Carnet de bord : à Tromelin, le paradis des oiseaux, la France entretient une présence permanente

Pour ce deuxième épisode, Laurent Pirotte, envoyé spécial sur le Marion Dufresne, prend la direction l’île de Tromelin. Située dans l’archipel des îles Eparses, une histoire tragique s'y est déroulée au XVIIIe siècle. Aujourd’hui, c'est un paradis pour les oiseaux, où la France entretient une présen

Derrière le hublot de ma chambre, l’image d’une mer d’huile, un répit selon l’équipage. Poussé par les Alizés, le Marion Dufresne poursuit sa route, plein nord. Direction l’île Tromelin, anciennement appelée l’île au sable. Un caillou dans l’Archipel des éparses, mais un trésor pour les scientifiques, les historiens et les météorologues. 

Après plus de 26 heures de navigations depuis La Réunion, le ravitailleur des terres australes et antarctiques françaises ralentit sa course. Des curieux visiteurs accueillent notre venue.

Regardez le reportage de Réunion La 1ère :

Direction les TAAF, où un de nos journalistes participe à la tournée du Marion Dufresne. Ce soir, il nous emmène à la découverte de Tromelin. Théâtre d’un récit tragique au 18ème siècle, la petite île est devenue un paradis pour les oiseaux.

 

Le paradis des oiseaux

Fous à pieds rouge, fous masqués, naudins bruns, gygis, sternes… Plus de 10 000 oiseaux ont élus domicile sur ce petit caillou ne dépassant pas un km², le plus petit territoire de France.

Ces animaux inoffensifs se laissent facilement approchés, tout comme les milliers de Bernard L’Hermite et les tortues vertes qui viennent pondre lors de la saison.

 

Une histoire tragique au XVIIIe siècle

C’est ici que s’est déroulée une histoire tragique. En 1761, un bateau transportant des esclaves de Madagascar s’est brisé sur le récif.

L’équipage des marins français a pu repartir. Quatre-vingt esclaves ont été abandonnés, oubliés pendant quinze ans. En 1776, lorsque le chevalier de Tromelin vient chercher les rescapés, il ne reste que sept femmes et un bébé en vie.

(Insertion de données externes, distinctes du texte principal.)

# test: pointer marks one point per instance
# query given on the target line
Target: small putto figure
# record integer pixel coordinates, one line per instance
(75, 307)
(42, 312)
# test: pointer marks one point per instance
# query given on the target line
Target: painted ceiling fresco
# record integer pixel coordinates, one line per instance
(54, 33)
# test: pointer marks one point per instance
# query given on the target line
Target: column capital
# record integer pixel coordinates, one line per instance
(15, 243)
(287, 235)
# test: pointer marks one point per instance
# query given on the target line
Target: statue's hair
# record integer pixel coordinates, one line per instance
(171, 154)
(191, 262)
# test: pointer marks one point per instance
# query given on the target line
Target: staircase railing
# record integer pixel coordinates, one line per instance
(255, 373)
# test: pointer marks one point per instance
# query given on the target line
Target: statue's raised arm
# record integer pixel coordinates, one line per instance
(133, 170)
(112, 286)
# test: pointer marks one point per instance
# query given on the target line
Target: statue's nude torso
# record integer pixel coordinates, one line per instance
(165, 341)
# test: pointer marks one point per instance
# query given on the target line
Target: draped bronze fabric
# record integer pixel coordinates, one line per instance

Depuis le naufrage, l’encre n’a pas bougé, et rappelle aux rares marins se risquant dans les parages, la dangerosité de cette région du globe. Aujourd’hui sur place, des traces de cette tragédie sont toujours visibles comme un vieux puit, un canon à l’entrée du bâtiment et une stèle à la mémoire des oubliés de Tromelin. Sous les fondations du bâtiment, les traces de murets en corail qu’avaient construits il y a près de 250 ans ces femmes et ces hommes. 

 

La présence de la France

Trois personnes vont descendre pour la relève. Le Colombien Simon Guittierrez, chef de mission, avec plus d’une vingtaine de missions sur Tromelin, il remplacera Jacky Leveneur, plus de 30 missions à son actif pour cet originaire de l’Entre-Deux. Les deux hommes ensemble ont cumulé dix années passées à Tromelin.

Audrey Cartraud remplace Florian Falaise pour l’agence de l’environnement, et enfin Juliette Jolivet relève Mélanie Robert à l’infirmerie.

La base accueille depuis peu un dispositif photovoltaïque important permettant à la petite communauté plus d’autonomie, et surtout un impact écologique moindre, même si deux groupes électrogènes de secours sont toujours sur place en cas de cyclone.

Pour assurer le suivit météorologique, et changer les capteurs, Yannick Dameron et Didier Gauvin, techniciens de maintenance à Météo France à Saint-Denis participent aux missions du Marion Dufresne, afin d’entretenir la station de mesure automatique et autonome. Une station importante car elle fournit à La Réunion et dans le monde toute information relative au passage de cyclones dans la zone.

 

"Ici, c'est la France"

Aujourd’hui, l’état entretient une présence permanente sur Tromelin et contrôle l’espace maritime, une zone économique exclusive de la taille de l’Italie. Les ressources comme la biodiversité, la pêche et l’obtention des permis sont importantes. Alors face à la revendication de la souveraineté Mauricienne, l’Etat reste ferme. En visite dans l’Archipel il y a deux ans, Emmanuel Macron rappelait qu’ici, c’était la France. 

Je fais partie de ces rares privilégiés à avoir passé la nuit sur place. De leurs balcons, les deux nuages de Magellan nous ont gratifiés d’une fantastique nuit céleste. Demain de bonne heure, Audrey et Florian nous emmèneront découvrir ces milliers de volatiles et la ponte des tortues vertes. Rendez-vous la semaine prochaine.